Inside USA "Liebe Jury, erledigt sie!"

Das amerikanische Rechtssystem ist gewöhnungsbedürftig. Nicht nur, weil es die Todesstrafe gibt. Auch, weil US-Anwälte in Gerichtssälen manchmal mehr mit schauspielerischen Fähigkeiten punkten als mit Beweisen.

Eine dreiviertel Stunde hat der Staatsanwalt nun schon argumentiert, geschrien, gewettert. Nun soll eine klare Ansage an die Jury den Sieg bringen. "Erledigt sie", ruft Jude Conroy den verdutzten Geschworenen zu und zeigt mit dem Finger auf die Anklagebank. Und noch einmal: "Erledigt sie!" (im englischen "Bang ´em"). Dann setzt er sich zufrieden auf seinen Platz.
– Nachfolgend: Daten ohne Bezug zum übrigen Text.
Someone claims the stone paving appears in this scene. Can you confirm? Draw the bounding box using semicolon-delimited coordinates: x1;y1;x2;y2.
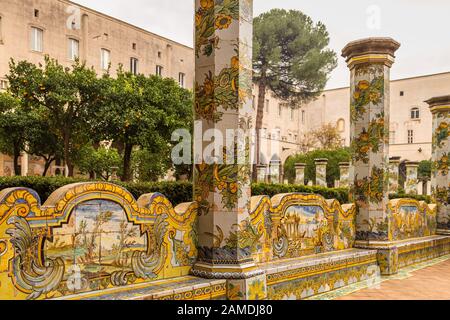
309;255;450;300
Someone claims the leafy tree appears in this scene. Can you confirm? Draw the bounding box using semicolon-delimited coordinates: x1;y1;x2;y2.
418;160;432;181
100;69;192;181
6;57;106;177
131;149;171;182
284;148;351;186
253;9;337;171
0;92;34;175
312;123;343;150
26;109;64;176
75;145;121;181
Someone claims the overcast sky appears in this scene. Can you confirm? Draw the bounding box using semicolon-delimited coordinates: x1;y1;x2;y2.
74;0;450;89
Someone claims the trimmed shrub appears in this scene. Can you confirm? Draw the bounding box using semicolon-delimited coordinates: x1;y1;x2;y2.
251;183;349;204
0;176;432;206
0;176;192;206
284;148;351;187
389;192;432;204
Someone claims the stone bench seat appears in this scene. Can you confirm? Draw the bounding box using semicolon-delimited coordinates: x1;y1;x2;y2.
260;249;378;300
53;276;227;301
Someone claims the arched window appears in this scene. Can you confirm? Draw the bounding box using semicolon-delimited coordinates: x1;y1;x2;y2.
337;119;345;132
410;107;420;120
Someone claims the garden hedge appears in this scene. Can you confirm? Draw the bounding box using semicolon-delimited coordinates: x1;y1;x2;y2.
0;176;431;206
0;176;192;206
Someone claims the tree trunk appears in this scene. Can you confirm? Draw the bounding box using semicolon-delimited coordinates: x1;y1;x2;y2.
63;130;74;177
42;157;55;177
122;143;133;182
13;146;20;176
253;77;267;181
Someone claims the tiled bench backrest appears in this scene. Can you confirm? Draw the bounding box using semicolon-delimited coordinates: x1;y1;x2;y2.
0;182;197;300
250;193;357;263
388;199;437;241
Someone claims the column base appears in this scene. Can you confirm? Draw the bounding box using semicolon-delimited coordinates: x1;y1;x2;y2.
191;262;267;300
190;261;264;279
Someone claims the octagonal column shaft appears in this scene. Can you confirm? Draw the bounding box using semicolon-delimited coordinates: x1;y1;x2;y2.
426;96;450;234
192;0;266;300
295;163;306;185
388;157;401;194
256;164;267;183
339;162;350;188
315;158;328;187
342;38;400;244
269;160;281;184
405;161;419;195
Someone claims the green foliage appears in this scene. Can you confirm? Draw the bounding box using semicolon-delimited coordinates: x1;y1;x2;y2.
131;149;171;182
251;183;349;204
284;148;351;186
418;160;432;180
6;57;106;176
0;176;193;206
253;9;337;104
389;192;432;204
75;145;121;181
0;176;432;208
252;9;337;170
3;58;192;182
99;69;193;181
0;92;33;175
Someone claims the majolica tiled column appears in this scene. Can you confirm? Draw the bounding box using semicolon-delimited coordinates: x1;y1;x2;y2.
295;163;306;185
256;164;267;183
342;38;400;275
269;160;281;184
193;0;266;300
405;161;419;195
426;96;450;234
339;162;350;188
388;157;401;194
315;159;328;187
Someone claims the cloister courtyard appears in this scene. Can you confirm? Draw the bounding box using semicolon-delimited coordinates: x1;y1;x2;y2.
0;0;448;305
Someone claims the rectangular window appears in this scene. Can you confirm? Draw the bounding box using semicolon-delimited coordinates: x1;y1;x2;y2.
278;104;282;117
407;130;414;144
301;110;306;124
290;107;294;121
252;95;256;109
178;72;185;88
389;131;396;144
68;38;79;61
265;99;269;112
30;27;43;52
261;128;267;139
0;16;3;43
130;57;139;75
156;65;163;77
0;79;8;91
101;49;110;70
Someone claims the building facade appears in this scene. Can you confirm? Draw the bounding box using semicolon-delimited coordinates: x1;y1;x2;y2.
0;0;194;176
0;0;448;179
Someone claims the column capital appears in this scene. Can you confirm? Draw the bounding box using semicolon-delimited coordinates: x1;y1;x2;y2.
405;161;419;168
294;163;307;168
314;158;329;164
389;156;401;164
342;37;400;69
425;95;450;114
338;162;350;167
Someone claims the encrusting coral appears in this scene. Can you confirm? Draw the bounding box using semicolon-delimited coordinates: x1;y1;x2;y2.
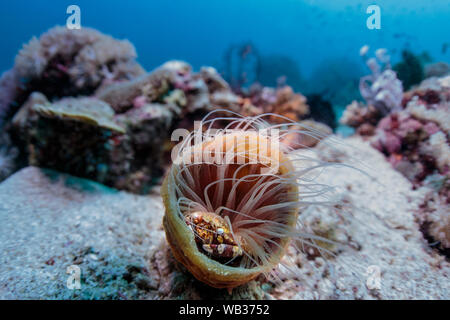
0;27;173;191
371;75;449;186
0;27;157;189
95;58;320;150
15;26;144;98
341;50;449;192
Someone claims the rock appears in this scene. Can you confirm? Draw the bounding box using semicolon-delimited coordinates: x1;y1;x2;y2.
425;62;450;78
95;67;174;114
13;96;173;194
281;120;332;149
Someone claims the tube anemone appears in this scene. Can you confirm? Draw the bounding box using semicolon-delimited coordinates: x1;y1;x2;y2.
161;110;335;288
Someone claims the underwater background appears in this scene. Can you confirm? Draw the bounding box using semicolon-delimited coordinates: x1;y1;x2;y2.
1;0;449;114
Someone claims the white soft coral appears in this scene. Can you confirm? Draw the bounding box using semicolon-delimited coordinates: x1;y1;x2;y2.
359;47;403;114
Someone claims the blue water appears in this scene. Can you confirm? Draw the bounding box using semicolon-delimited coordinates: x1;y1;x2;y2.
0;0;449;93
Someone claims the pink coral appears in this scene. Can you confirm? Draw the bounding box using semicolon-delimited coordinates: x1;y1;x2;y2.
133;96;147;108
383;132;402;154
372;109;448;185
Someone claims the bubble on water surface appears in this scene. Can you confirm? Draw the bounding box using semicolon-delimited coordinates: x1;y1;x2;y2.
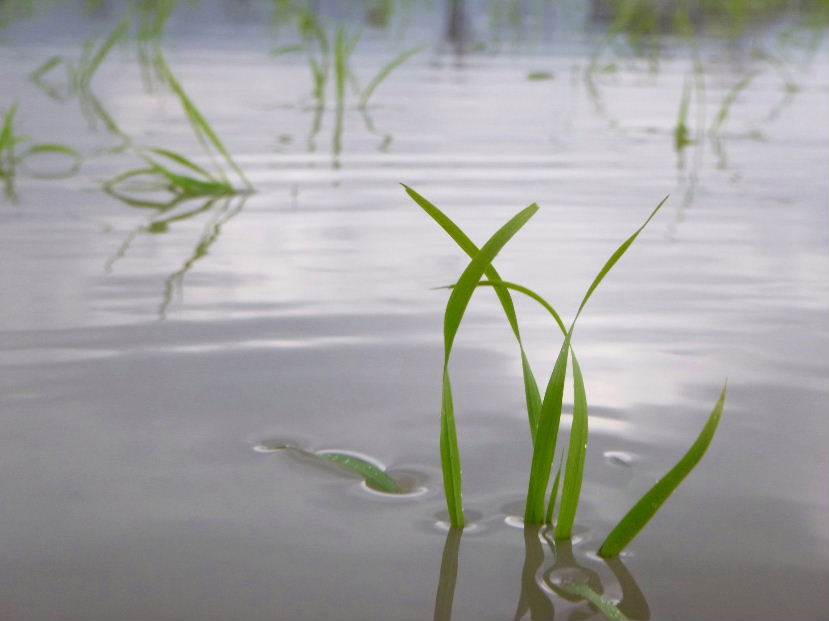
603;450;637;467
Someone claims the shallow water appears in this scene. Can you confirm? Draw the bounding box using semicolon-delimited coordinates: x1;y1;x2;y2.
1;2;828;620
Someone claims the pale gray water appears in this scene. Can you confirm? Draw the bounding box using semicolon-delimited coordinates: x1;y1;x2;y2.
1;2;828;620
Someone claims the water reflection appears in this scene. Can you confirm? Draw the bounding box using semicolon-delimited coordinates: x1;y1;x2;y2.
434;526;650;621
105;193;247;318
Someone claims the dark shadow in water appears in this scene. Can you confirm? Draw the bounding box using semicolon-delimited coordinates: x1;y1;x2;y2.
434;525;650;621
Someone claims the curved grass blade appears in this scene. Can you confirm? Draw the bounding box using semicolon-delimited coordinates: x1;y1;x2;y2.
598;384;727;558
156;54;252;189
403;185;542;437
279;445;401;493
439;202;539;527
545;460;562;526
148;148;214;180
526;196;668;524
472;279;586;534
560;582;629;621
359;45;424;108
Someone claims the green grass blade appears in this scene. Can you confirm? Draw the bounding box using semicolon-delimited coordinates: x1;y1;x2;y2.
442;205;538;358
403;185;542;437
156;54;251;189
359;45;424;108
545;460;562;525
440;368;463;526
147;162;233;196
81;18;129;86
598;384;727;558
560;582;629;621
555;352;588;539
525;337;569;523
439;202;539;527
316;451;401;493
472;279;586;534
148;148;214;180
527;196;666;525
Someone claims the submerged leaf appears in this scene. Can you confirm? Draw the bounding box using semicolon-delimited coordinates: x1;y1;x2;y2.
259;443;401;494
560;582;630;621
598;384;727;558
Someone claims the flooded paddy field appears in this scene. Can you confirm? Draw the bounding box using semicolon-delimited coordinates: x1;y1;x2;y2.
1;1;828;619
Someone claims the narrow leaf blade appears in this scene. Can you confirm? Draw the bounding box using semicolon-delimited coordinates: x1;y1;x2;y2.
598;384;727;558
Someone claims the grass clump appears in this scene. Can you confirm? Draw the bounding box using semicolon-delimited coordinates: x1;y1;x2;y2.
105;54;252;203
405;185;727;557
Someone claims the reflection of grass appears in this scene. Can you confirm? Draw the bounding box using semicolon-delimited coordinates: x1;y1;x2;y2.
105;194;248;319
406;185;727;558
437;525;652;621
0;104;81;202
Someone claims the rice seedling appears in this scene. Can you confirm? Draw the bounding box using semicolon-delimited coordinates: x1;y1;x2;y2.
255;441;401;494
406;186;727;557
0;104;82;201
105;54;252;202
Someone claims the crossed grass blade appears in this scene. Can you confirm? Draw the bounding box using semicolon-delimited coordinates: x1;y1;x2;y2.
403;185;542;438
427;192;539;527
598;384;727;558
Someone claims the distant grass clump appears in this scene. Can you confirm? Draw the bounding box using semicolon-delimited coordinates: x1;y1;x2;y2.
405;185;727;557
0;104;81;202
105;54;253;203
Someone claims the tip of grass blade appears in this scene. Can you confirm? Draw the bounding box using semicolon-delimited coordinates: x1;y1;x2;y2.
598;383;727;558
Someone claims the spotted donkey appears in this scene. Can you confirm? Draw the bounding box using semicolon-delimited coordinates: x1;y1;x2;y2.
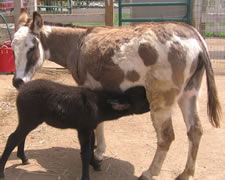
10;9;221;180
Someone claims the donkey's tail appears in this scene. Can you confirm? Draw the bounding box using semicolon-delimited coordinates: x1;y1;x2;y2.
200;43;221;128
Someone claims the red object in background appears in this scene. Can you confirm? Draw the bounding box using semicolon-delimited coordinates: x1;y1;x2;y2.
0;40;15;73
0;0;40;12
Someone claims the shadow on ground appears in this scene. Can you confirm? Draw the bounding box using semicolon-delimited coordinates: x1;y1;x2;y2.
4;147;137;180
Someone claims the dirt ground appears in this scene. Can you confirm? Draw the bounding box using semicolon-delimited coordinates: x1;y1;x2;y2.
0;60;225;180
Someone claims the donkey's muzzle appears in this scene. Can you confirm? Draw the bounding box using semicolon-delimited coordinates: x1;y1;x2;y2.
12;78;24;89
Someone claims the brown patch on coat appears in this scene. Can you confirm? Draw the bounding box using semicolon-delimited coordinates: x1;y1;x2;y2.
79;47;125;92
40;26;87;68
138;43;158;66
163;88;179;106
158;118;175;150
184;57;204;91
25;38;40;73
126;70;140;82
189;55;199;75
168;42;186;88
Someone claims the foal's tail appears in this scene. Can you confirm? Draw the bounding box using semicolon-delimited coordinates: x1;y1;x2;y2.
199;39;221;128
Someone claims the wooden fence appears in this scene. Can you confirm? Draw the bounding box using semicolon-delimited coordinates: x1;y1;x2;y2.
0;0;114;31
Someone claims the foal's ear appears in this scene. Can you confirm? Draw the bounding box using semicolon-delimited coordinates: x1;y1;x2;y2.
30;11;43;34
107;99;130;111
18;8;30;28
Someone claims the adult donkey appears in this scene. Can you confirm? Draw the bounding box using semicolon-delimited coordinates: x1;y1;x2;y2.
11;9;221;180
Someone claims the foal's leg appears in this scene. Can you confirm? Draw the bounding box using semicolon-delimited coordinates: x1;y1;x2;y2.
0;125;31;179
94;122;105;161
139;75;176;180
90;131;101;171
78;130;93;180
17;139;29;165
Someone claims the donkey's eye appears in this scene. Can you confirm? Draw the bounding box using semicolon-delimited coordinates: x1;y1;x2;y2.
25;43;28;47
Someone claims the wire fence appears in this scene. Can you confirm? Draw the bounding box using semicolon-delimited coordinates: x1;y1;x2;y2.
0;15;13;45
194;0;225;59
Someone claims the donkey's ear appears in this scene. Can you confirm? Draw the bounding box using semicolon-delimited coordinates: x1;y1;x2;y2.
18;8;30;28
107;99;130;111
30;11;43;34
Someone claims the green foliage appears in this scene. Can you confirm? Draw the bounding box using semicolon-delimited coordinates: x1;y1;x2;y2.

Schwarzer Mann tötet weißen Polizisten

Es ist "Showtime" im Saal 405 des Schwurgerichts in Philadelphia, USA. Ein Mordprozess der besonderen Art. Drei Afro-Amerikaner haben einen weißen Polizisten getötet. In einer Stadt, die immer noch mit dem Fall des wegen Polizistenmords zum Tode verurteilten US-Journalisten und Bürgerrechtlers Mumia Abu-Jamal zu kämpfen hat, der 2008 weltweit Kritik und Schlagzeilen brachte und wömöglich neu aufgerollt werden muss, ist das eine brisante Konstellation. Und eine Profilierungschance für ehrgeizige Juristen wie Conroy.

Todesstrafe ohne Todesschuss

Der schneidige Ankläger, ein Weißer, verlangt die Todesstrafe. Dass nicht die beiden Angeklagten, sondern nachweislich ein Komplize, der später von Polizisten im Gefecht erschossen wurde, den Abzug drückte, ist zweitrangig. In Pennsylvania darf auch die "Verschwörung zum Mord" mit der Giftspritze geahndet werden. Hinzu kommt: In der gesellschaftlichen Ächtung belegt der Polizisten-Mord eine eigene Kategorie, oberhalb des "gewöhnlichen" Mords, der zumindest in Großstädten wie Philadelphia fast täglich vorkommt.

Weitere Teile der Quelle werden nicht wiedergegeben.